Category: Alumni Stories, COVID-19 Resilience & Response

Title:Alumni in the Field: Shireesha Dhanireddy

Shireesha Dhanireddy
Shireesha Dhanireddy, M.D. (C’95, M’99) is an infectious disease expert and medical director of the Madison Clinic in Seattle, Washington.

Based in Seattle, Shireesha Dhanireddy, M.D. (C’95, M’99), completed her internal medicine residency and infectious disease fellowship at the University of Washington. After her fellowship, she joined the Madison Clinic, the largest HIV clinic in the Pacific Northwest, where she is now medical director. She spends two-thirds of her time in patient care, and the rest working on student, resident, and peer education as well as research focused on improving health outcomes in vulnerable patients.

Through her clinical work at a county hospital, she developed an interest in the health of people who inject drugs. “Outcomes are not optimal. As providers, we could improve our approach by addressing substance use disorder in addition to their other medical issues,” says Dhanireddy.

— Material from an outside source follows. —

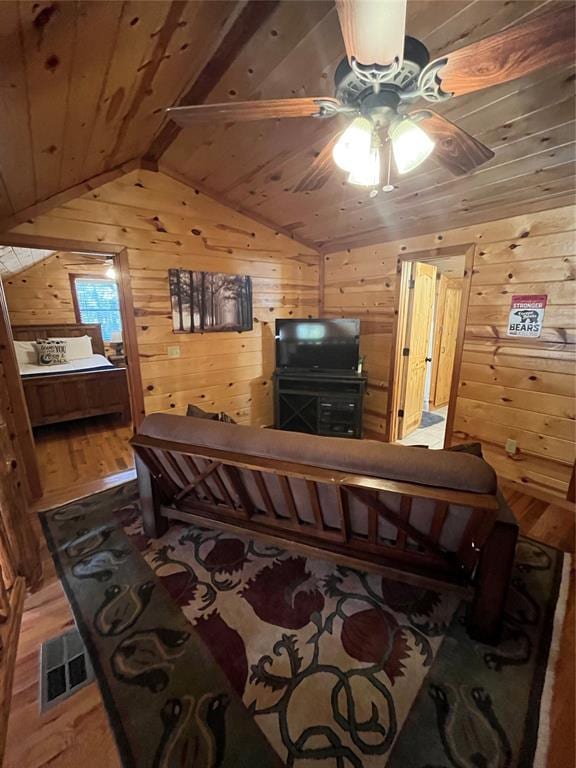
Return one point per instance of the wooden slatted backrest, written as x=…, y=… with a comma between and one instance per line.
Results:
x=423, y=523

Her current clinical research looks at the intersection of the opioid crisis, injection drug use, and infectious diseases. Dhanireddy seeks to provide wrap-around care—including patient navigation and opioid agonist therapies (medication-assisted therapies such as buprenorphine)—to help people who inject drugs to treat their drug dependence and focus on other health issues. She hopes that this packaging of interventions will help reduce some of the barriers to care still facing people with HIV and other infectious diseases in the community.

With a deep commitment to providing care for those who are marginalized, Dhanireddy reaches vulnerable patients through creative approaches.

In response to a lack of services available to unhoused women engaging in street-based sex work in the north end of Seattle, Dhanireddy partnered with the non-profit organization Aurora Commons in 2018 to create the SHE Clinic (Safe Healthy Empowered) to provide co-located primary care, including HIV prevention and sexual healthcare. Run from the back of a mobile van, the SHE Clinic offers sexually transmitted disease testing and treatment, HIV testing, opioid agonist therapy, and contraception. Shortly after the clinic began operations, a new cluster of HIV cases was diagnosed among the population it serves. The SHE Clinic has been integral in providing HIV testing and prevention services as well as coordination to connect newly diagnosed women to care.

Dhanireddy’s approach of meeting people where they are includes development of a new outpatient antibiotics program for people who inject drugs. Similarly, she introduced a new STD self-testing model for patients in the HIV clinic to allow low-barrier testing, resulting in exponential increases in testing and treatment rates.

“Today, HIV can be treated with one pill once daily. Other medical conditions, like diabetes and hypertension, are much harder to treat. When treating HIV, the aim is to minimize toxicity, focus on comorbidities, and provide a more comprehensive care model and not just focus on the specialty,” she says.

“The HIV is the easiest thing to treat; their other conditions, like diabetes and hypertension, are much harder.”

Shireesha Dhanireddy, M.D. (C’95, M’99)

Dhanireddy is committed to the education of future HIV and infectious disease providers as well. She implemented an HIV training pathway in the internal medicine residency program at University of Washington, providing opportunities for residents to serve as primary care providers for people living with HIV, in an effort to increase HIV provider workforce in the region.

She also participates in a distance-learning program of the Mountain West AIDS Education and Training Center to support health care providers working in rural areas where HIV is less commonly seen. Using live video, the weekly sessions provide clinical consultations between community providers and a panel of HIV experts.

Dhanireddy names two infectious disease physicians at Georgetown who inspired her to pursue the specialty: Princy Kumar, MD (R’90), and Joe Timpone, MD (M’95, R’88).

“My training as a Georgetown medical student laid the groundwork for me to succeed during residency and fellowship,” she adds. “We had high expectations for work and ownership in the care of our patients, and being present at the bedside. It is only through being present with patients that we learn how to care for them as people with complex medical and social needs.”